Multimodal AI is the future of medicine, and Google's three new models, Med-Gemini, ushered in a big upgrade

Edit | Cabbage leaves

Many clinical tasks require knowledge of specialized data, such as medical imaging and genomics, that are not typically available in the training of general-purpose multimodal large models.

In the description of the previous paper, Med-Gemini surpassed the GPT-4 series models to achieve SOTA on a variety of medical imaging tasks!

Here, Google DeepMind wrote a second paper on Med-Gemini.

Based on Gemini's multimodal models, the team developed several models for the Med-Gemini family. These models inherit Gemini's core functionality and are optimized for medical use with fine-tuning of 2D and 3D radiology, histopathology, ophthalmology, dermatology, and genomic data:

1. Med-Gemini-2D: able to process radiology, pathology, dermatology, ophthalmology images;

2、Med-Gemini-3D：能够处理 CT 图像；

3、Med-Gemini-Polygenic：能够处理基因组「图像」。

该研究以「Advancing Multimodal Medical Capabilities of Gemini」为题，于 2024 年 5 月 6 日发布在 arXiv 预印平台。

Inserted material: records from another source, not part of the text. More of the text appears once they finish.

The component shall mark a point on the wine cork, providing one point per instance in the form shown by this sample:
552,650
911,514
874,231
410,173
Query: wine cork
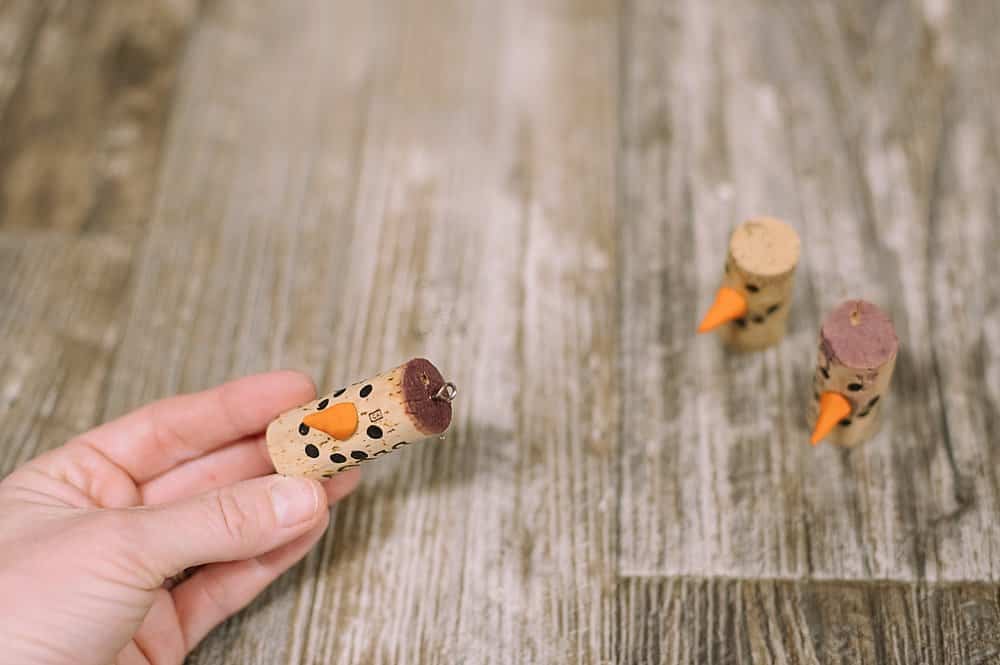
752,306
349,426
857,355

Medical data from different sources, such as biobanks, electronic health records, medical imaging, wearables, biosensors, and genome sequencing, is driving the development of multimodal AI solutions to better capture the complexity of human health and disease.

While AI in medicine is primarily focused on narrow tasks with a single input and output type, recent advances in generative AI show promise in solving multimodal, multi-task challenges in healthcare settings.

Multimodal generative AI, represented by powerful models such as Gemini, has great potential to revolutionize healthcare. While medicine is the data source for the rapid iteration of these new models, generic models often do not perform well when applied in the medical field due to their highly specialized data.

基于 Gemini 的核心功能,DeepMind 推出了 Med-Gemini 系列的三个新模型,Med-Gemini-2D、Med-Gemini-3D、Med-Gemini-Polygenic。

图示:Med-Gemini 概述。（来源：论文）

More than 7 million data samples from 3.7 million medical images and medical cases were used to train the model. Use a variety of visual Q&A and image captioning datasets, including some private datasets from hospitals.

To process 3D data (CT), a Gemini video encoder is used, where the time dimension is treated as the depth dimension. To process genomic data, risk scores for various traits are encoded as RGB pixels in the image.

Illustration: An example of predicting coronary artery disease using an individual's PRS images and demographic information. (Source: Paper)

Med-Gemini-2D

Based on expert assessments, Med-Gemini-2D sets a new standard for AI-based chest X-ray (CXR) report generation, surpassing the best results of the two previous independent datasets, with absolute superiority of 1% and 12%, with 57% and 96% of normal case reports and 43% and 65% of abnormal case reports for AI, with quality "comparable" or even "better" compared to the original radiologist's report.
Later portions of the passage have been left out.